Bucks County commissioners unanimously adopted next year's $390.7 million budget without raising taxes Wednesday and hired an emergency services director.

Bucks County commissioners unanimously adopted next year's $390.7 million budget without raising taxes Wednesday and hired an emergency services director.

To balance the budget, the county will continue a hiring freeze that started a year ago, and reduce the workforce of 2,399 by 50 by June 30, Finance Director Dave Boscola said.

The county started the year with 2,504 workers, and laid off 24 to help reach its goal of 2,400. The balance of staff cutbacks was achieved through attrition.

"We made some difficult choices, and we executed them," Commissioner Chairman Rob Loughery said. "We reduced the workforce and hit our goals. We'll need more reductions, but they'll be modest in 2013."

Boscola said that he expected 50 employees to retire or resign by midyear, and that layoffs would not be needed.
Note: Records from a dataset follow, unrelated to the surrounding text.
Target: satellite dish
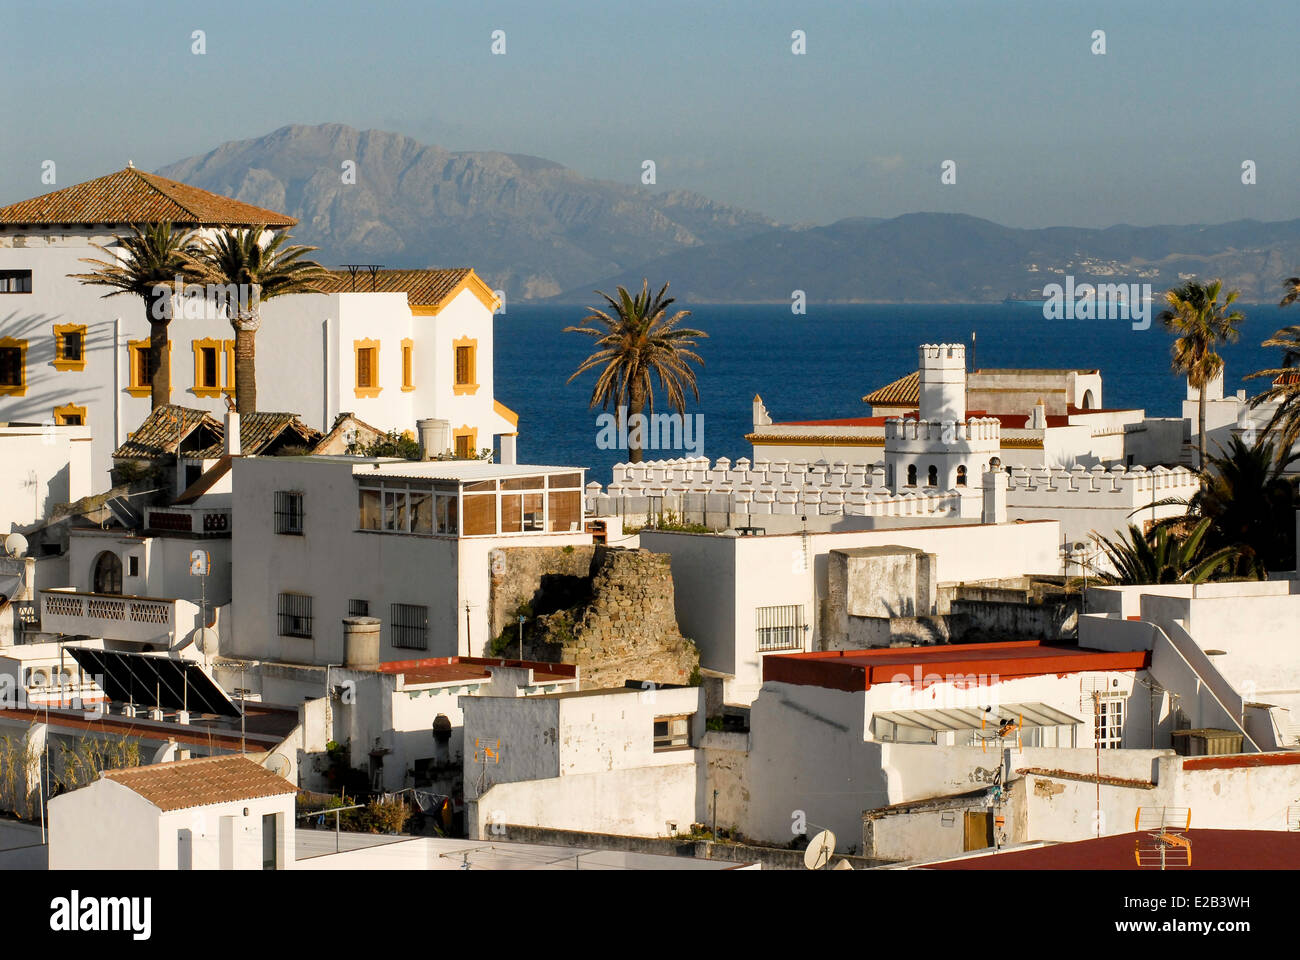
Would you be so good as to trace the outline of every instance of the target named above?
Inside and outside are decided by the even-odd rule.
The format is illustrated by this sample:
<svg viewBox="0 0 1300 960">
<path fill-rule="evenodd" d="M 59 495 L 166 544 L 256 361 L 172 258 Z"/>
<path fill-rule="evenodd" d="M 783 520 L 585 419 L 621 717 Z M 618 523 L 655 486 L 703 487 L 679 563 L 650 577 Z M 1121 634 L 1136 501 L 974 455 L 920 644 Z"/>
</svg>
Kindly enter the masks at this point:
<svg viewBox="0 0 1300 960">
<path fill-rule="evenodd" d="M 211 627 L 200 627 L 194 631 L 194 646 L 199 653 L 210 657 L 217 652 L 217 631 Z"/>
<path fill-rule="evenodd" d="M 808 849 L 803 852 L 803 865 L 809 870 L 820 870 L 831 861 L 835 852 L 835 834 L 823 830 L 808 841 Z"/>
<path fill-rule="evenodd" d="M 27 552 L 27 538 L 21 533 L 11 533 L 5 537 L 5 553 L 11 557 L 21 557 Z"/>
<path fill-rule="evenodd" d="M 853 869 L 853 864 L 849 863 L 847 860 L 836 860 L 836 861 L 835 861 L 835 866 L 831 867 L 831 869 L 832 869 L 832 870 L 852 870 L 852 869 Z"/>
<path fill-rule="evenodd" d="M 283 753 L 271 754 L 266 758 L 266 762 L 262 765 L 276 776 L 284 777 L 286 779 L 288 779 L 289 771 L 292 768 L 292 764 L 289 763 L 289 758 Z"/>
</svg>

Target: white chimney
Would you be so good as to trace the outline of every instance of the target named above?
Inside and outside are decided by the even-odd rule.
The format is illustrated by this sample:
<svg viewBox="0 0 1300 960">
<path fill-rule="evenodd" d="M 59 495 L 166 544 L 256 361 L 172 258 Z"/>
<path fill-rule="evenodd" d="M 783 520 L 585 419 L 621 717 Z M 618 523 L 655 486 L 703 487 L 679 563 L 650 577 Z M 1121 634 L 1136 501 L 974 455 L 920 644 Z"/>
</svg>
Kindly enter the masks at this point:
<svg viewBox="0 0 1300 960">
<path fill-rule="evenodd" d="M 226 412 L 226 455 L 239 456 L 239 414 L 234 410 Z"/>
<path fill-rule="evenodd" d="M 519 439 L 517 433 L 501 434 L 501 462 L 505 464 L 518 463 L 518 454 L 515 452 L 515 443 Z"/>
<path fill-rule="evenodd" d="M 983 523 L 1007 522 L 1007 475 L 1002 469 L 1002 461 L 994 457 L 984 474 L 984 511 L 980 520 Z"/>
</svg>

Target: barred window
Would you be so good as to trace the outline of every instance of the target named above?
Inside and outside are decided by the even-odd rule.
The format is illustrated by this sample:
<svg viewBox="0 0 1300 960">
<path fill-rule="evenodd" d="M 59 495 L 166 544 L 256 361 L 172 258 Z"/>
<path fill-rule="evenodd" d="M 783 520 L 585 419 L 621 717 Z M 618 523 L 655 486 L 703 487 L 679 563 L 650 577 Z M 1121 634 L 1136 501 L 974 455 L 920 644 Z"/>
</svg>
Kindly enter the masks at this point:
<svg viewBox="0 0 1300 960">
<path fill-rule="evenodd" d="M 348 601 L 349 617 L 368 617 L 370 616 L 369 600 L 349 600 Z"/>
<path fill-rule="evenodd" d="M 681 714 L 675 717 L 655 717 L 654 750 L 681 750 L 691 745 L 691 717 L 693 714 Z"/>
<path fill-rule="evenodd" d="M 754 613 L 760 651 L 803 649 L 803 604 L 759 607 Z"/>
<path fill-rule="evenodd" d="M 304 593 L 282 593 L 279 603 L 280 636 L 311 639 L 311 597 Z"/>
<path fill-rule="evenodd" d="M 1124 700 L 1103 694 L 1098 698 L 1093 721 L 1097 744 L 1103 750 L 1117 750 L 1124 745 Z"/>
<path fill-rule="evenodd" d="M 302 536 L 302 494 L 291 490 L 275 492 L 275 532 Z"/>
<path fill-rule="evenodd" d="M 407 650 L 429 649 L 429 608 L 395 603 L 389 618 L 393 646 Z"/>
</svg>

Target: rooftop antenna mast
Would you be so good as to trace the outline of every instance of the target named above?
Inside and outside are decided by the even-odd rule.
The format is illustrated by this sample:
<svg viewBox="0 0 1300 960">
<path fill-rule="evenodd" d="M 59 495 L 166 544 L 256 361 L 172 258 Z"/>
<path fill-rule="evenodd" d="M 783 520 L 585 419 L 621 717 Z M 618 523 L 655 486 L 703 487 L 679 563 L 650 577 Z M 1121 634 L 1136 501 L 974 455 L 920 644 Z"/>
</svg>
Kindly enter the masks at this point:
<svg viewBox="0 0 1300 960">
<path fill-rule="evenodd" d="M 1139 867 L 1190 867 L 1192 841 L 1184 836 L 1192 829 L 1190 807 L 1138 807 L 1133 828 L 1139 834 L 1133 849 Z"/>
</svg>

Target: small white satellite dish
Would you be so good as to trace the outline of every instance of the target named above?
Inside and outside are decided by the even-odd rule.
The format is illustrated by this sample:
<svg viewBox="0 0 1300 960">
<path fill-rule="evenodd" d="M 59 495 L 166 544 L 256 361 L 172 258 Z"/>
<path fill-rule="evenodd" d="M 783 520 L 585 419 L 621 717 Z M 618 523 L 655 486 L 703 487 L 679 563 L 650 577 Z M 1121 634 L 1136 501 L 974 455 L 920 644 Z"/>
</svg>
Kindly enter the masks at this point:
<svg viewBox="0 0 1300 960">
<path fill-rule="evenodd" d="M 199 653 L 210 657 L 217 652 L 217 631 L 211 627 L 200 627 L 194 631 L 194 646 Z"/>
<path fill-rule="evenodd" d="M 262 766 L 266 767 L 266 769 L 270 770 L 277 776 L 288 777 L 291 764 L 289 763 L 289 758 L 283 753 L 273 753 L 266 758 L 266 761 Z"/>
<path fill-rule="evenodd" d="M 808 841 L 808 849 L 803 852 L 803 865 L 809 870 L 820 870 L 831 862 L 835 852 L 835 834 L 823 830 Z"/>
<path fill-rule="evenodd" d="M 11 557 L 21 557 L 27 552 L 27 538 L 21 533 L 11 533 L 5 537 L 5 553 Z"/>
<path fill-rule="evenodd" d="M 831 869 L 832 869 L 832 870 L 852 870 L 852 869 L 853 869 L 853 864 L 849 863 L 847 860 L 836 860 L 836 861 L 835 861 L 835 866 L 831 867 Z"/>
</svg>

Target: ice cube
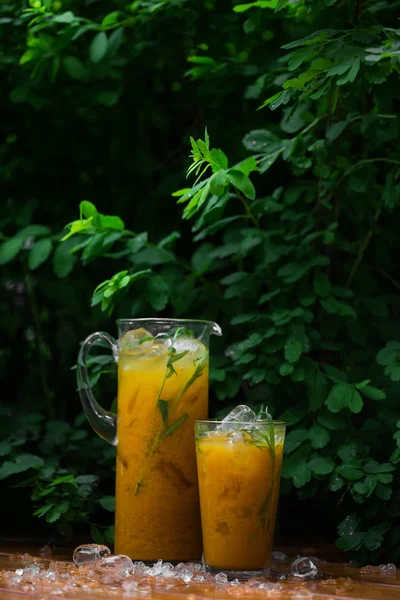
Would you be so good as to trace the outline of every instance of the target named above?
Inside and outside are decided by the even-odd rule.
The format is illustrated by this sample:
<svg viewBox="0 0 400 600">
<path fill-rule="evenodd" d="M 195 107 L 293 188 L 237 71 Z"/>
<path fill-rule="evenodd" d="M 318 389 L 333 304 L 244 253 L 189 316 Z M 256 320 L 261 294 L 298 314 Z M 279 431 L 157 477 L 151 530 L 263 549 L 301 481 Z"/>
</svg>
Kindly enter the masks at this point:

The budget is the sixth in seven years to hold the line on taxes. For the owner of a home assessed at the county average of $35,900, the 23.2-mill tax rate will again collect $835.

This year's budget raised taxes 1.3 mills, or $45, for the owner of a house assessed at the county average.

For the first time in four years, the budget will not dip into the so-called rainy-day fund, Boscola said. This year's budget needed $1.8 million from that fund to balance the budget, and $8.1 million was withdrawn in 2011.

The budget approved Wednesday includes a 2 percent cost-of-living raise for the nearly 400 nonunion workers, whose pay was frozen this year. It does not provide raises for the 2,000 union workers; most of their contracts expire as of Jan. 1, Chief Operating Officer Brian Hessenthaler said.

"If any raises are negotiated, we'll turn to the department heads and tell them they need to make up that cost," Hessenthaler said.

In other business, the commissioners unanimously approved hiring Scott Forster, 38, of Allentown, as director of emergency management/services, at a salary of $85,000. Forster, who has served as division director of training and exercises for the Pennsylvania Emergency Management Agency since February 2010, will replace John Dougherty, who will retire Dec. 28.

For 18 years, Dougherty supervised responses to emergencies such as creek and river flooding and hazardous-waste spills, and oversaw construction of the Emergency Operations Center in Ivyland, Loughery said.

"I never saw a guy so calm under pressure," Commissioners Vice Chairman Charles Martin added.

The commissioners proclaimed Wednesday John D. Dougherty Jr. Day.

He replied: "Now I'll be one of the people calling when my street's not plowed."